Buku Mahasiswa
28 September 2008 | Ditulis oleh: EWA |
Mahasiswa menulis buku ajar? Meragukan memang. Saya yang dosen saja tidak menulis (semua) buku bahan ajar kuliah. Saya pernah bilang: Tolonglah dosenmu yang malang ini. Hari-hari, bertahun-tahun memberi kuliah, tidak menulis buku yang ‘diajarkan’. Paling hebat ‘menyuarakan’ buku orang lain. Mana belagak manusia paling hebat di ruang kuliah. Kalian menulislah mulai sejak mahasiswa, hingga, ketika menjadi guru atau dosen bukan jadi Pendongeng doang.
Gayung bersambut. Mahasiswa pengambil MK Pengantar Antropologi 2008, semester IV dan VI punya nyali, jadilah buku Pengantar Antropologi (LPKPK @ EWA’MCo. Publishing dan Gama Media Jogja, 2008, 258 + viii).
Saya mengguatkan dengan pikiran J. Romen dalam buku klasiknya: Aera Europe. Tesisnya; kemajuan dilecut oleh penyimpangan dari pola umum. Nah, mahasiswa menulis Buku Ajar-nya tentu penyimpangan he he.
KATA PENGANTAR
PADA awal kuliah Pengantar Antropologi, Ersis Warmansyah Abbas, dosen pengampu mata kuliah tersebut, mengagetkan kami. EWA —begitu dia kami sapa— mewajibkan setiap mahasiswa memiliki buku Pengantar Ilmu Antropologi karangan Koentjaraningrat. Caranya unik dan sedikit ‘seram’, siapa yang tidak punya uang, dibelikan. Beberapa teman menikmati fasilitas tersebut. Mendapatkan buku secara gratis.

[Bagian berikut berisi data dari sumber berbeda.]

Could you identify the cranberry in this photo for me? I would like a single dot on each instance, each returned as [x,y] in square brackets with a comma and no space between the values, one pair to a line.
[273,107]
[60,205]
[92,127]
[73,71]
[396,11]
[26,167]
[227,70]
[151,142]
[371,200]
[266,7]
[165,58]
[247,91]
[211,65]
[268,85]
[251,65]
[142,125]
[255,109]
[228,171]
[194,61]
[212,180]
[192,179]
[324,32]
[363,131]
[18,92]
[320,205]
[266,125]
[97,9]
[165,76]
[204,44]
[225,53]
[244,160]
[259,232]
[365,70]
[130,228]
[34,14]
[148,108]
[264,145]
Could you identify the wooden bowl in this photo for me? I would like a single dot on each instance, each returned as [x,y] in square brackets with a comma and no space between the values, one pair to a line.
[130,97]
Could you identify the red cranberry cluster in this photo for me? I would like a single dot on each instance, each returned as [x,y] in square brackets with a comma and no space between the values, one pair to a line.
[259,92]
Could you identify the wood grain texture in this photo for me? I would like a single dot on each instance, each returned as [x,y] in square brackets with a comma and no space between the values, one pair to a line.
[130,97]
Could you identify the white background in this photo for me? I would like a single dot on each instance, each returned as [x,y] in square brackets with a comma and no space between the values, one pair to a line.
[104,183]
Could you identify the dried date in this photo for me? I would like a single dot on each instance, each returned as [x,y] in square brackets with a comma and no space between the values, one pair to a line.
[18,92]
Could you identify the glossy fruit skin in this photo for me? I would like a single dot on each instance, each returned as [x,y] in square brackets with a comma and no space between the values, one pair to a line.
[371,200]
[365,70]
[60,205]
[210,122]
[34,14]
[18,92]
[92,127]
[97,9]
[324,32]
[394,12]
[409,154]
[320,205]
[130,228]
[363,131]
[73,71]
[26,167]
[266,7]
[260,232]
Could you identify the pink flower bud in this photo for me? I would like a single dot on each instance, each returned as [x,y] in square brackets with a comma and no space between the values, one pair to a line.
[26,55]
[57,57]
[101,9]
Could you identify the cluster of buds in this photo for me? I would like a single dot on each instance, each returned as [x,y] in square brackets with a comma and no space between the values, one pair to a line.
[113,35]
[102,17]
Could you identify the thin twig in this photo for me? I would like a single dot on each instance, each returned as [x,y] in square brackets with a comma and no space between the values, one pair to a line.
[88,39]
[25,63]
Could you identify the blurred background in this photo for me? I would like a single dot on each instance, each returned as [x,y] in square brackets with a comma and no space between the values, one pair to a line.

Pada kuliah kedua, setelah setiap mahasiswa memiliki buku tersebut, diwajibkan membacanya dan mengomentari tulisan EWA di www.webersis.com yang ditulisnya sesuai materi pada tiap perkuliahan. Kami ‘dihajarnya’ berinternet.
Banyak teman-teman yang keteter. Kuliah gabungan antara perkuliahan tradisional —EWA mengistilahkan ala zaman purba— digabung dengan e-learning. Harap maklum, peserta kebanyakan baru pada semester IV. Kaget, dan banyak yang mengerutu. EWA nampaknya tidak peduli.
Pada kuliah ke lima, EWA membuat ‘masalah’ lagi. Dengan gayanya yang keluar pakem, satu sesi kuliah diisinya dengan topik ‘Kebudayaan dan Peradaban’. Kami dihentaknya, manusia prasejarah, manusia purba, punya satu ciri khas, tidak mampu menulis, tidak meninggalkan tulisan. Katanya: “Kalian mau jadi manusia prasejarah, manusia purba, atau manusia historis, manusia moderen?”.
Tentu saja kami tidak mau digolongkan manusia prasejarah yang tidak mampu menulis. Gilanya pula, mana buktinya? Lalu, dia mewakafkan uang Rp.500 ribu. “Kalau tidak mau jadi manusia prasejarah, beli buku saya, Menulis Sangat Mudah”, katanya enteng. “Kekurangannya, tambah sendiri”.
Pada kuliah ketujuh lain lagi ceritanya. Setiap orang diwajibkan punya blog. Lalu, tugas dibagi. Setiap orang menulis bagian tertentu berdasarkan bacaan dan pemahaman dari buku Pengantar Ilmu Antropologi karangan Koentjaraningrat dan buku pendukung lainnya. Atau, boleh memilih, bagian mana saja dari kebudayaan Banjar. Setelah tulisan diposting di blog masing-masing dan juga pada blog EWA, ‘ajakan’ berikutnya lebih mengagetkan.
“Saatnya kalian membuktikan diri sebagai bukan manusia prasejarah. Saya pegang kata-kata kalian, tidak mau menjadi manusia purba, manusia prasejarah. Berani apa tidak menjadikan tulisan kalian menjadi ‘Buku Ajar Ala Mahasisawa?”. EWA sungguh antik orangnya.
Kami membentuk tim. Hanik Puspitasari, Septha Yudha Herliandita, Toni February, Tria Sakti Lianti dipercaya teman-teman menyelesaikan ‘mission imposible’ ini menjadi ‘possible’. Apa boleh buat, di ruang kerja EWA, tiap minggu kami diajari aplikasi PageMaker; mengedit dan menyeting. Menyebalkan sekaligus mengasyikkan.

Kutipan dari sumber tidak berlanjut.